Where Have All the Cowboys Gone?
how the western was lost
I don’t recall ever going to see a western when I was growing up, but when I became interested in classic Hollywood, I rented as many as I could. The films were simply marvelous: the excitement of lone heroes, standing for truth and justice against the lawless villains of the frontier. They came to town, restored the rights of the townsfolk, then rode off into the sunset. As I watched John Wayne and Gary Cooper walking tall, I couldn’t help but wonder why cinematic heroes today don’t have that same sort of mythical status.
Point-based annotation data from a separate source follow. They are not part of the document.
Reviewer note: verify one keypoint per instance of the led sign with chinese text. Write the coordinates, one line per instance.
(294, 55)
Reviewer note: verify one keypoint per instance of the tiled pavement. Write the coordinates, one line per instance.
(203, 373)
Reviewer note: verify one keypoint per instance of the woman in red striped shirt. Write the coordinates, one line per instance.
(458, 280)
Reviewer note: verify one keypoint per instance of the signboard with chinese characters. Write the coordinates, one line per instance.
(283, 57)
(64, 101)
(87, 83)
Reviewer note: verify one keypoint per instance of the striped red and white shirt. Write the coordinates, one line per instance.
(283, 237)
The western is often described as the most recognizably American genre, largely because those movies take a nostalgic look back at an American landscape that no longer exists. Movies like Stagecoach, High Noon, and Shane represent the best of American ideals from 1930s to the 1950s—masculinity through strength, the power of individual authority, and a truly American attitude about getting things done.
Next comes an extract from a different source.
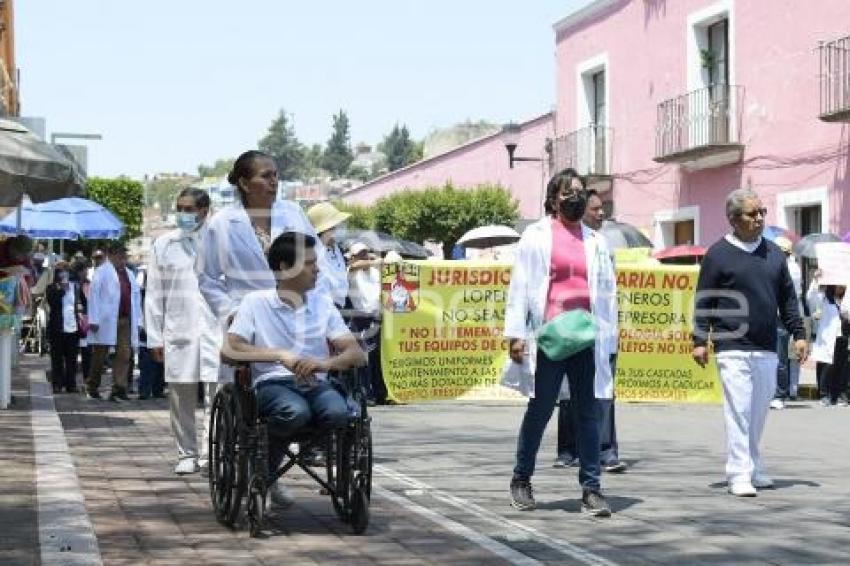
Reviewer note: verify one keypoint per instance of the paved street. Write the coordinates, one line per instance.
(441, 493)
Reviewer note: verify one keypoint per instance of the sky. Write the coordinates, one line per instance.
(171, 84)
But these sorts of heroes have been absent on-screen for some time. Action stars like Bruce Willis and Jason Statham just don’t carry themselves with the same strength and presence—the western hero simply stands while the action hero needs to shoot. Sure, every once in a while a major studio releases a western—think of films like 3:10 to Yuma, The Assassination of Jesse James, and even No Country for Old Men. While these films present critiques of the old western formula through a retrospective lens, they lack the idealistic vision that made the westerns of the past so enjoyable. So why did the western, America’s most iconic film genre, disappear in the 1960s? Perhaps an examination of Howard Hawks’ 1959 classic Rio Bravo, released 50 years ago this week, could help answer my burning question.
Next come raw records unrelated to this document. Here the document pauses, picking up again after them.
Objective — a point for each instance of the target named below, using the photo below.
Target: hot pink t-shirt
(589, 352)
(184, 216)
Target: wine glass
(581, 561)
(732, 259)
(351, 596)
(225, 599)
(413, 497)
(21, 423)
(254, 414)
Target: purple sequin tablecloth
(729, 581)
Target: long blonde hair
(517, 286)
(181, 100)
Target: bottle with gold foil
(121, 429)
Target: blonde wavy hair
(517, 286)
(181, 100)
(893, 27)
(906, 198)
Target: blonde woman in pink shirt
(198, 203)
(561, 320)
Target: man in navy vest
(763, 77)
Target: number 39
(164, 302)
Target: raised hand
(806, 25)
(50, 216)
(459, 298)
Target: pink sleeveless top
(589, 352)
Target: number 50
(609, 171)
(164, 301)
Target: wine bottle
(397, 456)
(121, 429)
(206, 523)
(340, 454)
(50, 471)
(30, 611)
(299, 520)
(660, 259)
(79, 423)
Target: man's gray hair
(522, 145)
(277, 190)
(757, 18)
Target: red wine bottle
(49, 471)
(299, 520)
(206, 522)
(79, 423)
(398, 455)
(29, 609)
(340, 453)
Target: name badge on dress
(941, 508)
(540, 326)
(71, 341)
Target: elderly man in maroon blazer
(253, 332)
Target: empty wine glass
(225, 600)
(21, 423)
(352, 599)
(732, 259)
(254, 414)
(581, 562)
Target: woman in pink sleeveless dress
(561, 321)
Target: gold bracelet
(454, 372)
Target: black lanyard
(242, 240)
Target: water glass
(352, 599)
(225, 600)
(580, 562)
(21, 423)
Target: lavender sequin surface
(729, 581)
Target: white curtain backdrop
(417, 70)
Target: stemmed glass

At first, Rio Bravo may seem to lack many of its genre’s typical traits. The plot is strange, as far as westerns go—instead of an action-packed adventure, men sit around a jail and talk. Local sheriff John Wayne hauls antagonist Claude Akins to jail for murder. Later, his villainous gang prepares to break their comrade out while Wayne and his ragtag group wait for the impending storm. During that time, there are no shots of the frontier, only a few gunfights, and no final showdown. So why is Rio Bravo considered an iconic western?
Like other Hawks films, including The Big Sleep and Only Angels Have Wings, Rio Bravo explores the theme of masculinity through professionalism. Although Wayne is billed as the star, the true focus of the film is Dean Martin as a sheriff recovering from alcoholism. Martin spends the entire movie attempting to sober up so he can once again restore his strong, masculine image as the best gunslinger in town.
But the protagonists of westerns are not supposed to be weak or recovering—they should be perfect, iconic heroes. Despite its cultural status, Rio Bravo is, at heart, a deconstruction of the western film. It is shot mostly indoors so that we never see the boundless horizon that dominates the films of John Ford, Hawks’ contemporary. Rio Bravo is also about a group of individuals working together—Wayne, Martin, Walter Brennan, and Ricky Nelson—rather than a single man promoting justice on his own.
Rio Bravo takes the generic western formula and gives it a sense of realism. Iconic westerns like John Ford’s The Searchers are grandiose stories of epic proportions, but Rio Bravo is simple, believable, and practical. Maybe that’s why filmmakers like John Carpenter and Quentin Tarantino often cite Rio Bravo as a major influence on their own work: It plays with the genre’s formula by featuring characters that seem sensible.
But Rio Bravo’s release came at a turning point in American history, just as the 1960s were beginning. During that decade, a generation turned away from its leaders and toward themselves, while the counterculture movement made it difficult to believe in heroes. New role models came in the form of over-sexualized gangsters in Bonnie and Clyde and the ultimate rebels at the center of Easy Rider. There was no longer any place for a great American symbol like the honorable cowboy. When Italian filmmaker Sergio Leone made his 1964 western A Fistful of Dollars, starring Clint Eastwood, he made sure of one thing—Eastwood’s goal was not to serve justice, but to get paid. In America’s changing landscape, the western hero was seen as a relic of the past, someone with no relevance in a world defined by protests, assassinations, and war.
Comic book heroes in films like Spider-Man and The Dark Knight seem to have replaced the western hero today, but these heroes also have to question their motives and whether they are truly fighting for good—something the traditional western hero would never do. And while many western films are considered classics, Rio Bravo is one of the best because of the way it strays from the formula. That movie stands out by positing that paragons can be real people with problems who nevertheless defend the world against criminals and outlaws. In a world that too often criticizes America instead of praising it, defending classic American ideals seem more important than ever. Maybe this would be the perfect time to turn to films like Rio Bravo for an image of what idealized men could be—flawed, perhaps, but still fighting for the good of their country.